Journal impact factors for the individual scientist: An unnecessary evil

J. Gowrishankar

In the last several years, the entity ‘journal impact factor’ has begun to take on a larger than life dimension in the assessment of the quality of journals and also of the research output of nations, their constituent institutes and universities and departments, and even of individual scientists therein. So much so that I know of several scientists who base their decisions to send manuscripts to particular journals because of decimal differences in the impact factors between the different journals.

The impact factor is defined as the mean number of citations received in the current year by papers published in the journal in the preceding two years. I have recently come across two rather unrelated articles that discuss the relevance and value of the impact factor in assessment of research quality, which I wish to share with the readers.

The first1 is a laudatory review published in Nature of a book authored by J. M. W. Slack, ‘Eggs and ego: an almost true story of life in the biology lab’. Unfortunately, I have not had the opportunity to read the book itself, but I quote from the review by Lawrence1: ‘Nowadays, as Slack points out, assessment of researchers is not by the content of the articles, not even by their titles, but just by the names of journals in which they are published (sic). Slack picks the top ‘‘fashion journals’’ in biology as Cell, Nature and Science, which have high impact factors. Yet the impact factor is determined not by the bulk of the papers in the journal, but by a few heavily cited ones. Thus, most of what the fashion journals contain is actually the same sort of thing the specialist journals carry but dolled up to look a bit special. Slack’s [own] papers published in specialized journals were just as good as those [he] published in the fashion journals, both in his opinion and as measured by the citations they attracted’. Lawrence also states that ‘in a creative industry like research, where real discoveries are always ahead of their time, these measures [such as the impact factor] are at best crude’.

The second article I wish to cite is a commentary2 by Graham Walker, editor-in-chief of the Journal of Bacteriology and I quote some excerpts: ‘It is strikingly obvious how biasing one’s editorial decisions to favor only fast-moving areas of research  . . . could greatly increase a journal’s impact factor . . . [On the other hand,] we publish truly the best papers in the field but do not bias our decisions by considering the perceived popularity of the topic . . . . The enduring legacy of this editorial tradition has been the publication of important papers that continue to generate citations for many years’. Walker then provides data which show that: (i) approximately 2200 articles published in Journal of Bacteriology in 1995 and 1996 garnered 7700 citations in 1997, for an impact factor of 3.5; (ii) these 7700 citations represent only 17% of the citations in 1997 to all papers published in the journal, with the remaining 83% (which one may call the ‘forgotten citations’) citing papers published in 1994 and the years preceding; and (iii) there were, respectively, around 2000 and 2400 citations in 1997 to the 900 papers published in 1988 and the 1000 in 1989, for an ‘endurance impact factor’ (my own jargon) of 2.3. So then, should we say that there are the hares as well as the tortoises among the different journals?

In our country, some scientometrists and science administrators have gone one step beyond the impact factor to employ derivatives, such as average impact factor per paper published (which in my opinion is nonsensical), to compare the research outputs of different institutions.

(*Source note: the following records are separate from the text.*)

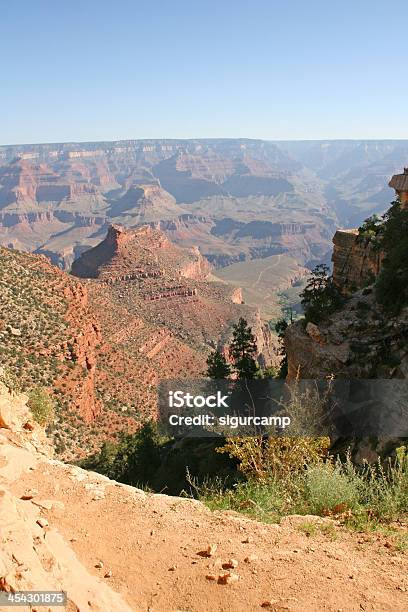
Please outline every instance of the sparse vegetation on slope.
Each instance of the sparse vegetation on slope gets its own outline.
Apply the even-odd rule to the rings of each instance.
[[[45,389],[36,387],[30,391],[28,407],[31,409],[34,420],[40,425],[50,425],[55,419],[55,407]]]
[[[0,248],[0,363],[23,390],[54,384],[63,369],[61,345],[69,340],[61,279],[41,263]]]
[[[97,337],[77,281],[43,256],[0,248],[1,379],[30,395],[33,415],[67,457],[77,445],[93,449],[83,434],[96,412]]]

One wonders whether to such a science establishment (as Lawrence1 puts it), ‘the real purpose of the endeavours becomes forgotten and it devotes itself, not to making the important measurable, but to making the measurable important’.

  

  1. Lawrence, P. A., Nature, 1999, 397, 487–488.
  2. Walker, G. C., J. Bacteriol., 1999, 181,
    1–3.

J. Gowrishankar is at the Centre for Cellular & Molecular Biology, Uppal Road, Hyderabad 500 007, India.